Conservative MP Zac Goldsmith labeled the complicity between the government and the nuclear industry in downplaying the crisis “appalling,” while Greenpeace’s Louise Hutchins said the emails provided evidence of “scandalous collusion”.
“Anti-nuclear people across Europe have wasted no time blurring this all into Chernobyl and the works,” said the BIS official in another email. “We need to quash any stories trying to compare this to Chernobyl.”
While this PR blitz was being coordinated, we now know that the Japanese government was deliberately lying about the severity of the radiation release from Fukushima in an effort to conceal the fact that the crisis was already on a par with Chernobyl.
Within just two weeks of the earthquake and tsunami that crippled the nuclear plant, the amount of radiation released from Fukushima already rivaled that of Chernobyl, the worst nuclear disaster up until that point.
Reactors number 1 was also in meltdown just hours into the disaster, but this was denied for months by the authorities.
The government’s public relations campaign to downplay the severity of the crisis was enthusiastically parroted by many quarters of the man-made global warming crowd, eager as they were to not let focus slip away from the deadly threat posed by the life-giving gas carbon dioxide, to the point where people like George Monbiot almost went so far as to characterize radiation as harmless and nutritious.
In the days and weeks after Fukushima, Monbiot, perhaps Britain’s foremost global warming alarmist, wrote a series of articles for the Guardian in which he made accusations that others had “wildly exaggerated the dangers of radioactive pollution”.

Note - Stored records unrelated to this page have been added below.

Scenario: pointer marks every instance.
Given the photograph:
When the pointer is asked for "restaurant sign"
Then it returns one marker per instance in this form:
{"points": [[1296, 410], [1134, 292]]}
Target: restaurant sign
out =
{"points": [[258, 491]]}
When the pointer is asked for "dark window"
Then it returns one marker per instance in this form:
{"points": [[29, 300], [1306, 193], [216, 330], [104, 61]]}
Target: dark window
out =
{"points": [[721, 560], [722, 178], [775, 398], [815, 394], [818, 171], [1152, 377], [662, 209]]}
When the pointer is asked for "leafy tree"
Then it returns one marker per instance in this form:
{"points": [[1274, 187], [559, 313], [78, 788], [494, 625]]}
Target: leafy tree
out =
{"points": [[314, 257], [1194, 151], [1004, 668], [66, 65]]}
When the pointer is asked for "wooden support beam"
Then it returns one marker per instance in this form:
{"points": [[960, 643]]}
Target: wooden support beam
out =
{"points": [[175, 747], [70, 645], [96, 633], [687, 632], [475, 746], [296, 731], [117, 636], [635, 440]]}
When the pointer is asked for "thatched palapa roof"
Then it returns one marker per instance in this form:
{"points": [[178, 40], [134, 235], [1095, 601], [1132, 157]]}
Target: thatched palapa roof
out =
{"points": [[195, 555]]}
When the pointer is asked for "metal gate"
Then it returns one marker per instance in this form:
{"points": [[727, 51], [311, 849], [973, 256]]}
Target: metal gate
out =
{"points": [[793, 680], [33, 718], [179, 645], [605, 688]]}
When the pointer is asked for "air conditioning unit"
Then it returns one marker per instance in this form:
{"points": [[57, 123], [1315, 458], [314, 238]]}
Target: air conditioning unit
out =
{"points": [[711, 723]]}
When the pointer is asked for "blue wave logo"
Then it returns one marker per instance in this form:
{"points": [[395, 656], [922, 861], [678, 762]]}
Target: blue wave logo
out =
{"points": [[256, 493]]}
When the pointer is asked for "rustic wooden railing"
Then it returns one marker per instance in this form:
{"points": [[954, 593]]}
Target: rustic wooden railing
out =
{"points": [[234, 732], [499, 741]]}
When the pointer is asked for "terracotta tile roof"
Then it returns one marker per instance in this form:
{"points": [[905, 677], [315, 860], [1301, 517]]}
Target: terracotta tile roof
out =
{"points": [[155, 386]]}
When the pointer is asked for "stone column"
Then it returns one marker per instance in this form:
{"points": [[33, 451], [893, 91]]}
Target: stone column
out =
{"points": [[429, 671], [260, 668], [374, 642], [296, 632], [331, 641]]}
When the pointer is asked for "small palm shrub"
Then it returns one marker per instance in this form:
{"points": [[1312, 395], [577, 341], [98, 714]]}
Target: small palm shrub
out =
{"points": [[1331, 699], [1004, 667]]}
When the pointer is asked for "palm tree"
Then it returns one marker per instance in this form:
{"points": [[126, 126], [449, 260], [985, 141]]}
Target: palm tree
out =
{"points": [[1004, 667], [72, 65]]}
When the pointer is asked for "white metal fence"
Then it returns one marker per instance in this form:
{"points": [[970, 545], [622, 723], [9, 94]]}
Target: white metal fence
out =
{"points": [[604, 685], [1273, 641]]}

“As a result of the disaster at Fukushima, I am no longer nuclear-neutral. I now support the technology,” wrote Monbiot.
In response, nuclear expert Christopher Busby called Monbiot “criminally irresponsible” for encouraging his readers to ignore the threat posed by Fukushima radiation.
Monbiot’s rhetoric, in addition to the British government’s efforts to downplay the crisis, serve as a stark reminder that many leading environmentalists don’t give a damn about real threats to the environment, preferring instead to spend all their time obsessing about carbon dioxide emissions and thinking up new ways to exploit global warming fearmongering as a means of controlling every aspect of our lives.
This is an agenda enthusiastically pushed by the British government, which routinely works in consort with big think tanks to promote PR campaigns aimed at rescuing the anthropogenic climate change myth, about which Brits are becoming increasingly skeptical.
The most recent examples were the 10:10 campaign, which simulated executing children who refused to believe in man-made global warming, as well as the “Planned-opolis” scenario, which depicted a future totalitarian world of CO2 rationing, where big government on steroids would enforce a dictatorial eco-fascist nightmare.